Dr. Regis Fernandes, a Mayo Clinic cardiologist, explains the signs of coronary artery disease and how to reduce your risk.
Journalists: Broadcast-quality video (0:58) is in the downloads at the end of this post. Please courtesy: "Mayo Clinic News Network." Read the script.
When cholesterol builds up in the arteries that supply blood to the heart — hardening and narrowing the path — it's known as coronary artery disease. The most common symptom is chest discomfort.

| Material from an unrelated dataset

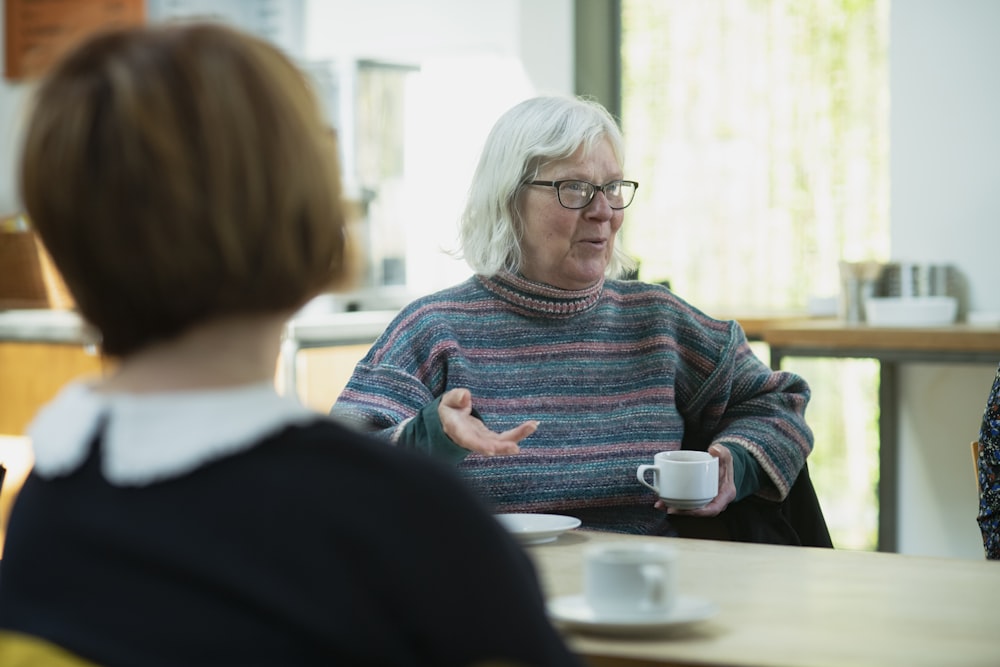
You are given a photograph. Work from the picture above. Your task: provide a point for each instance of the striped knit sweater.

"It lasts a few minutes, or several minutes, and is felt by patients. They describe that discomfort as a pressure," says Dr. Fernandes.
Chronic discomfort that comes from decreased blood flow is called angina and is typically felt when a person exerts themselves. If the pain is new or gets worse, seek medical help right away. Over time, coronary artery disease can weaken the heart muscle and lead to heart failure.
How can you reduce your risk of coronary artery disease?
"Eating properly, exercising, having good health habits," says Dr. Fernandes.
Genetics also can be a risk factor for coronary artery disease.
"It's important to know your cholesterol levels, particularly in individuals that have a strong family history of heart disease," says Dr. Fernandes. "Even though they are healthy, and they are practicing healthy habits, because it can also come in a genetic form."